Aduro Biotech (ADRO) begins trading on Wednesday morning at 10:25 ET having completed a $119 million IPO that values the immunotherapy company at just over $1 billion. Aduro sold 7 million shares at $17.00 in the public offering, for an outstanding share count after the deal of 58.95 million.
Aduro develops a number of cancer immunotherapies based on attenuated Listeria. LADD enlists the bacteria as a weapon against cancer by deleting two genes critical to its detrimental effect in the body. The attenuated bacteria is then modified to encode and express specific tumor antigens, which are absorbed by the patient’s antigen presenting cells, a part of the immune system, in order to initiate an immune response against these particular antigens – and the cancer cells expressing them
This is the same technology used by Advaxis Inc. (ADXS), which has climbed 600% from December of last year as immunotherapy came into vogue and as word got out that Aduro would be making a splash on the public markets.
Aduro is tackling metastatic pancreatic cancer with its first LADD candidate, CRS-207, in combination with GVAX. A 300-patient phase 2b trial dubbed ECLIPSE is ongoing. A phase 1 trial of ADU-623, a LADD immunotherapy that stimulates expression of EGFRvlll and NY-ESO-1, began recruiting patients late last year. A phase 1b trial in mesothelioma has been completed.

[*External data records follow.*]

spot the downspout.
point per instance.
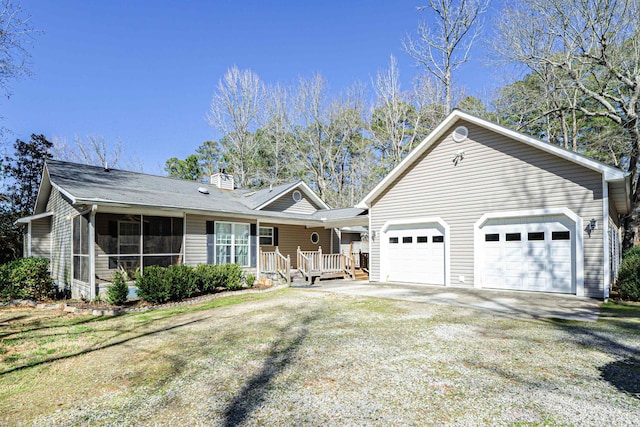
(184, 237)
(92, 251)
(258, 249)
(605, 237)
(29, 239)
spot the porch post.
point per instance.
(258, 249)
(92, 252)
(29, 239)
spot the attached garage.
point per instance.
(415, 252)
(529, 253)
(520, 213)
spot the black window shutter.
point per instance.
(211, 242)
(253, 242)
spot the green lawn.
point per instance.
(305, 358)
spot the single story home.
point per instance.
(477, 204)
(90, 221)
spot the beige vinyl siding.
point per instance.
(292, 236)
(495, 175)
(41, 237)
(61, 241)
(613, 213)
(285, 203)
(196, 239)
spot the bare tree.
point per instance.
(235, 112)
(95, 150)
(15, 37)
(443, 49)
(279, 163)
(396, 123)
(310, 113)
(594, 45)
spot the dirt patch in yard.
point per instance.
(306, 358)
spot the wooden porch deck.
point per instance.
(313, 265)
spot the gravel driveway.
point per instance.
(320, 359)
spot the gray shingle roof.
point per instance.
(93, 184)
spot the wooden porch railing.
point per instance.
(313, 264)
(276, 263)
(364, 260)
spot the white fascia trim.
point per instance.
(478, 258)
(411, 221)
(301, 185)
(28, 219)
(605, 239)
(609, 172)
(72, 199)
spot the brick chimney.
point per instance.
(222, 180)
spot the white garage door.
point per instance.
(415, 254)
(532, 254)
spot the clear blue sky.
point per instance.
(143, 71)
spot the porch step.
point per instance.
(361, 275)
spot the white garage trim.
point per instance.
(578, 248)
(415, 221)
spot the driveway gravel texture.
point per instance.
(303, 358)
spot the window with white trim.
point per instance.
(266, 236)
(232, 243)
(80, 248)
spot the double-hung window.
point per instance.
(232, 243)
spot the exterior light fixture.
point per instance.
(593, 224)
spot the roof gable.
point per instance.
(286, 189)
(609, 173)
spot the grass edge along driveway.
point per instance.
(299, 357)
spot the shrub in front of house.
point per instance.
(234, 276)
(182, 282)
(628, 283)
(632, 251)
(6, 287)
(27, 278)
(152, 286)
(177, 282)
(118, 291)
(210, 277)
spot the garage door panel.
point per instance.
(416, 258)
(528, 254)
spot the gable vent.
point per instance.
(460, 134)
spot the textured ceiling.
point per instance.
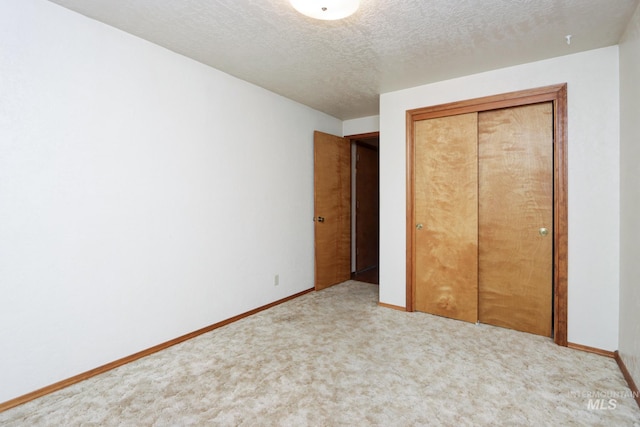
(341, 67)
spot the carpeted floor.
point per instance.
(335, 358)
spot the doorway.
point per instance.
(365, 208)
(346, 208)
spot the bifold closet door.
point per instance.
(515, 214)
(446, 214)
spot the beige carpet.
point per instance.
(334, 358)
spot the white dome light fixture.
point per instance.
(328, 10)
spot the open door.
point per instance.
(332, 209)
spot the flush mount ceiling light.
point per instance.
(326, 9)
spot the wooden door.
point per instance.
(446, 215)
(332, 209)
(515, 208)
(367, 207)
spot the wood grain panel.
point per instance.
(332, 202)
(515, 200)
(446, 204)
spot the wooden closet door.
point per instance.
(515, 261)
(446, 213)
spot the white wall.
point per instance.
(630, 197)
(593, 150)
(361, 125)
(142, 195)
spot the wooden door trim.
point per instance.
(556, 94)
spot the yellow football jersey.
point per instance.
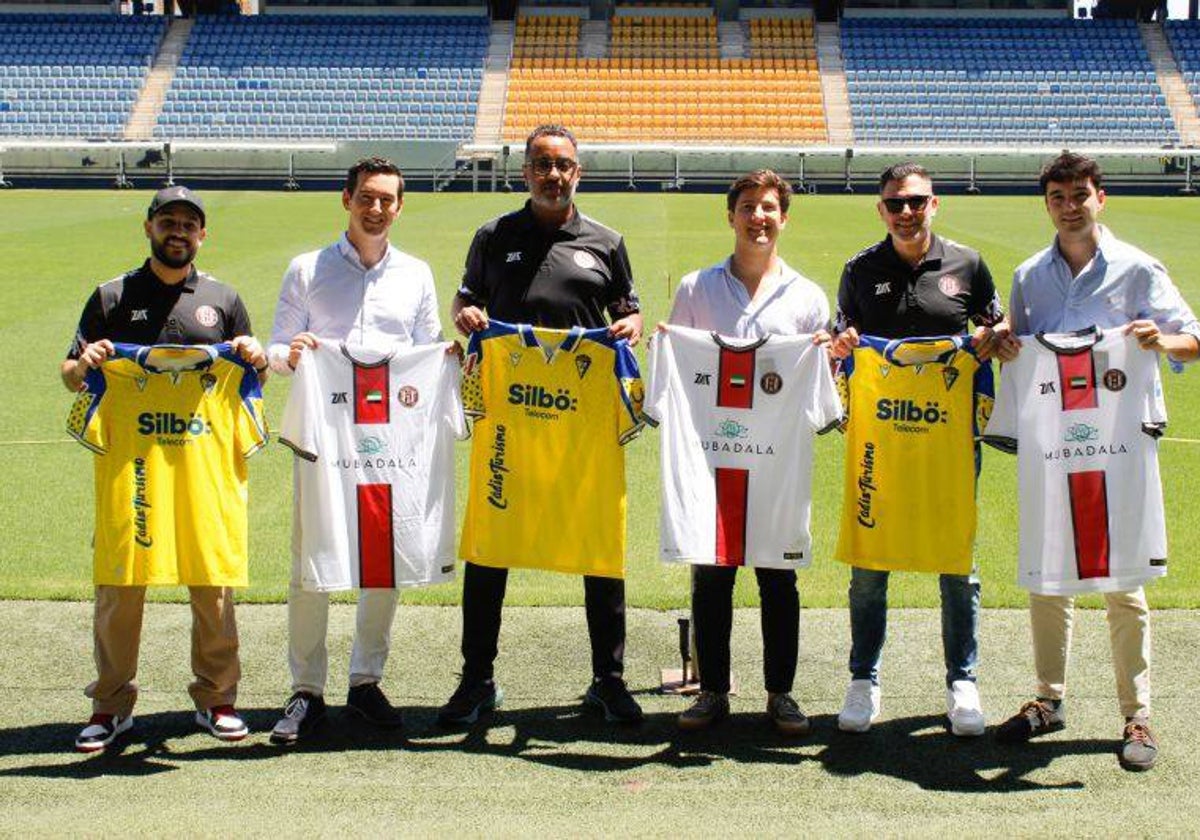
(547, 472)
(172, 427)
(916, 408)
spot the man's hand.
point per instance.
(469, 319)
(94, 355)
(844, 343)
(1179, 347)
(301, 342)
(995, 342)
(628, 328)
(250, 351)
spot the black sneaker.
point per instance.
(300, 718)
(370, 701)
(101, 731)
(610, 695)
(469, 700)
(1036, 718)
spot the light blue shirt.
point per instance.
(1121, 283)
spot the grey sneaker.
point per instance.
(785, 713)
(708, 709)
(1139, 749)
(1036, 718)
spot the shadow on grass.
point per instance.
(917, 750)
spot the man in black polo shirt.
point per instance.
(165, 301)
(547, 265)
(915, 283)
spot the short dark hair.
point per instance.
(760, 179)
(550, 130)
(373, 166)
(1068, 168)
(898, 172)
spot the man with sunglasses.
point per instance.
(916, 283)
(546, 265)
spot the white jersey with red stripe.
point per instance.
(373, 433)
(738, 419)
(1084, 412)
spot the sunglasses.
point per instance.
(915, 203)
(543, 166)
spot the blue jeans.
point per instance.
(869, 624)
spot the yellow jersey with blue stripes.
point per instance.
(916, 408)
(172, 427)
(547, 473)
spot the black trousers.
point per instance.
(483, 599)
(712, 609)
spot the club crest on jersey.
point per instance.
(205, 316)
(582, 363)
(371, 445)
(408, 396)
(731, 429)
(1081, 432)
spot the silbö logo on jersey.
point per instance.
(171, 429)
(910, 415)
(540, 402)
(141, 505)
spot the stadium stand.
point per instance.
(1185, 40)
(72, 76)
(323, 77)
(665, 82)
(1006, 81)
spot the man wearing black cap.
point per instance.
(165, 301)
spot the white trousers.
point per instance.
(309, 623)
(1051, 617)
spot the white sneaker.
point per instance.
(964, 709)
(862, 706)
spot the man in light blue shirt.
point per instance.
(1090, 277)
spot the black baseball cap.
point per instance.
(168, 196)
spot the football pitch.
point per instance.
(540, 766)
(59, 245)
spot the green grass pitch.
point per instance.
(58, 245)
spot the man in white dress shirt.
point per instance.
(364, 292)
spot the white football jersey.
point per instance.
(1084, 412)
(373, 436)
(737, 420)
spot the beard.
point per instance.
(159, 249)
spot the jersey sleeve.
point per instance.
(250, 430)
(630, 419)
(298, 430)
(823, 408)
(660, 361)
(472, 383)
(1001, 427)
(85, 423)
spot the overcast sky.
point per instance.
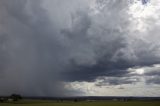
(80, 47)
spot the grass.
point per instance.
(83, 103)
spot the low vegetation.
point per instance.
(80, 103)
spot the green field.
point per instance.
(83, 103)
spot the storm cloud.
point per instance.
(44, 43)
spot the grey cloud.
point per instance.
(41, 46)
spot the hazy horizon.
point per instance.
(80, 47)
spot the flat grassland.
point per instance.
(82, 103)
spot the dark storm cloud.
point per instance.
(153, 80)
(30, 52)
(42, 45)
(107, 81)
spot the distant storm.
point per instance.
(80, 47)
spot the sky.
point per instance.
(80, 47)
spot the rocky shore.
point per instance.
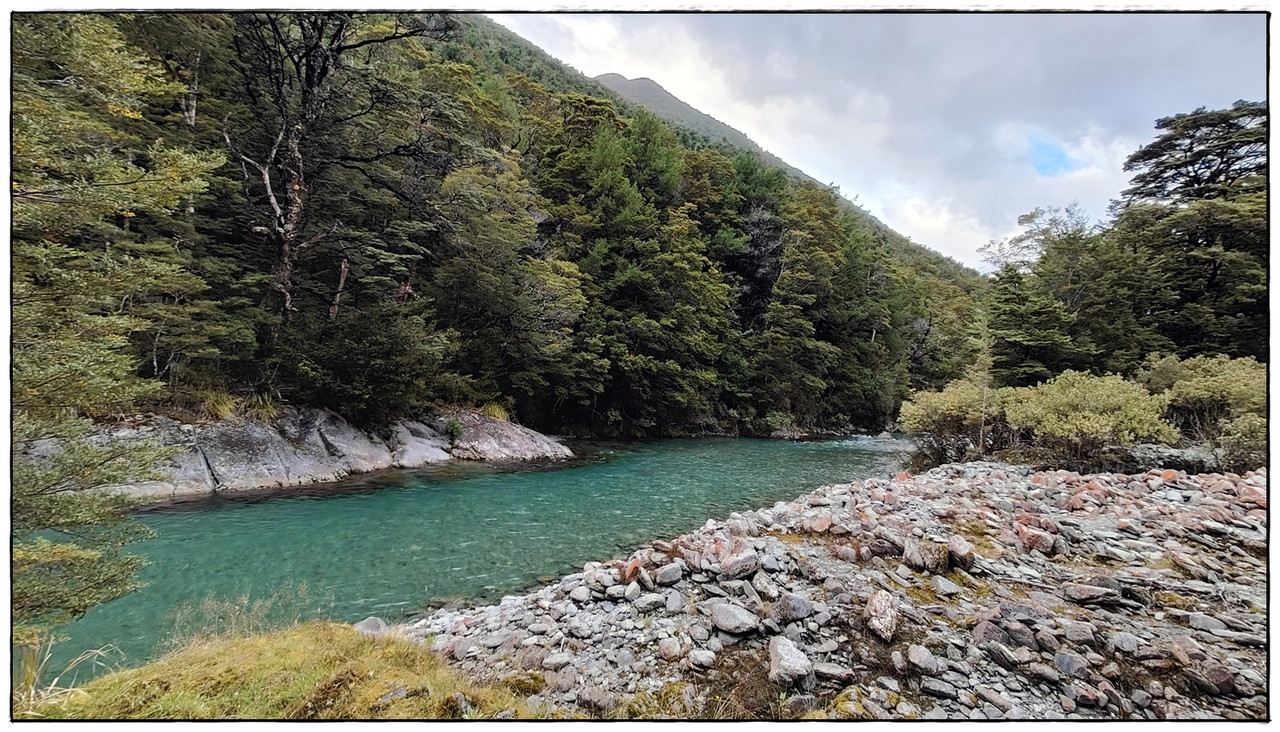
(972, 591)
(307, 445)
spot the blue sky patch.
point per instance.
(1048, 159)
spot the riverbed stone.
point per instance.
(649, 602)
(1078, 640)
(787, 663)
(668, 573)
(734, 620)
(922, 659)
(670, 649)
(740, 564)
(790, 608)
(926, 556)
(882, 614)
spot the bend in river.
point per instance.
(393, 543)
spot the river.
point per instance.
(392, 544)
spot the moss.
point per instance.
(312, 671)
(525, 684)
(1173, 600)
(672, 701)
(922, 595)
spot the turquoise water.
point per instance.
(398, 541)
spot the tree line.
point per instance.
(366, 213)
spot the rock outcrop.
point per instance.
(307, 445)
(1147, 602)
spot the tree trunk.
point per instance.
(342, 283)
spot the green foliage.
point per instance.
(963, 420)
(81, 174)
(1077, 415)
(1203, 392)
(453, 429)
(1244, 440)
(373, 365)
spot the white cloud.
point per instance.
(932, 122)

Aduro is coming public with a staggering warchest. According to a recently filed S-1/A, the company expects to report $133 million in cash and equivalents as of March 31. Aduro will net $124 million from the IPO if the underwriter’s over allotment is exercised in full (which I expect), and a concurrent private placement will net $25 million from Novartis‘ (NVS) Institutes for BioMedical Research (NIBR). The company received $200 million up front from Novartis in a collaboration signed earlier this month.
That puts Aduro’s cash balance at about $480 million.